In systematically reviewing the existing research on obesity and HPA axis activity, we make two important distinctions in our categorization of the literature:

We review cortisol activity and metabolism stemming both from the adrenal glands and from adipocyte metabolic sources, such as abdominal and subcutaneous adipose tissue and liver tissue (Fig. 1). Empirical evidence suggests that adipocyte cortisol metabolism may be a special case of cortisol dysregulation in obesity (Livingstone et al., 2000, Ljung et al., 2002, Ljung et al., 1996), and we examine the possibility that dysregulated adipocyte cortisol metabolism may relate to HPA dysregulation. General cortisol activity measurements include salivary, blood, urinary, and hair cortisol. These are used to assess cortisol parameters including the cortisol awakening response (CAR), total daily output, diurnal slope, reactivity, feedback sensitivity, and long-term output. Adipocyte cortisol metabolism is best indexed through measures of 11-β-hydroxysteroid dehydrogenases (11β-HSD1 and 2) from biopsied fat tissue.

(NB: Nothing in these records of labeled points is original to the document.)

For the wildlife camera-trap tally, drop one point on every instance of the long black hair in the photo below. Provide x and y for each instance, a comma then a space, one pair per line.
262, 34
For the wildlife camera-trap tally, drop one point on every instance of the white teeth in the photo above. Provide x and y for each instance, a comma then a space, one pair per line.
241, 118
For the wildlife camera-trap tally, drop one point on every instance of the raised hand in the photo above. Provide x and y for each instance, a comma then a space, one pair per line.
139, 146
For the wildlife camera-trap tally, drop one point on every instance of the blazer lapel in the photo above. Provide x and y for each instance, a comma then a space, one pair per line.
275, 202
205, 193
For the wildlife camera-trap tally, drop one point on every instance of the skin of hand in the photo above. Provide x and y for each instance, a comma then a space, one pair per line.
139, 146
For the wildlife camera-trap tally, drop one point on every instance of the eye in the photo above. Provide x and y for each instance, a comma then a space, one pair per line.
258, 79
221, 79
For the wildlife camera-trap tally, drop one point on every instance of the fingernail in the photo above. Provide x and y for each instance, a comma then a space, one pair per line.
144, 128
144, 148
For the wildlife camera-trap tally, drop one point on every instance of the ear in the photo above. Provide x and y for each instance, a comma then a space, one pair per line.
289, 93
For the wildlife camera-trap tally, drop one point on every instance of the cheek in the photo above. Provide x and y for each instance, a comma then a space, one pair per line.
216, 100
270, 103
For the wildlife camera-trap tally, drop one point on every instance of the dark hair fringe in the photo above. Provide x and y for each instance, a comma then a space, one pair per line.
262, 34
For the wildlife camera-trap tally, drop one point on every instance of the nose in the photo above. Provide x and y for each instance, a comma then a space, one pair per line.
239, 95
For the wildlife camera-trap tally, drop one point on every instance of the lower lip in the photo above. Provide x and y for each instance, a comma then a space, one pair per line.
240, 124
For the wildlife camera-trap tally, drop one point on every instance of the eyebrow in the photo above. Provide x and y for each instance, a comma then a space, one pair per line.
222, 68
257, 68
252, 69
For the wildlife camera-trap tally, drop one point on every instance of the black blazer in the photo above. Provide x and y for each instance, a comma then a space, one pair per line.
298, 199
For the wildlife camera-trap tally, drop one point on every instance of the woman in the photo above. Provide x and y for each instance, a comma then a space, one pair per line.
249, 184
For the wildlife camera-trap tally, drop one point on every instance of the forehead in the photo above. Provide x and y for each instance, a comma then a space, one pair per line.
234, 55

The literature is highly varied regarding the anthropometric composition of study samples. For example, although obesity and adiposity are often linked, it is possible to concurrently have an obese body mass index (BMI; weight [kg]/height²[m]) and low abdominal obesity, or vice versa, a normal BMI and high abdominal obesity (Epel et al., 2001). Therefore, we consider two anthropometric types of obesity: generalized obesity, indexed crudely by BMI, and abdominal obesity and adiposity, indexed by measures such as waist-to-hip ratio (WHR; the ratio of the minimum circumference value between the iliac crest and the lateral costal margin or the circumference at the umbilicus to the maximum circumference value over the buttocks), waist circumference, and sagittal diameter (an index of visceral obesity measured as the distance from the small of the back to the front of the body). Larger WHR, waist circumference, and sagittal diameter measurements indicate more abdominal obesity; a WHR > 1 is usually indicative of abdominal obesity. Unfortunately, much of the literature includes only one type of obesity or includes both types but does not analyze them independently. Rather, these two types of obesity are often used interchangeably. Accordingly, we discuss which types of obesity were considered in the literature we review here and how they were measured and analyzed. Hereafter, when describing sample characteristics, we use the terms “obese” and “generalized obesity” to refer to BMI > 30, and we use measure-specific terminology to indicate abdominal obesity (i.e. WHR, waist circumference, etc.).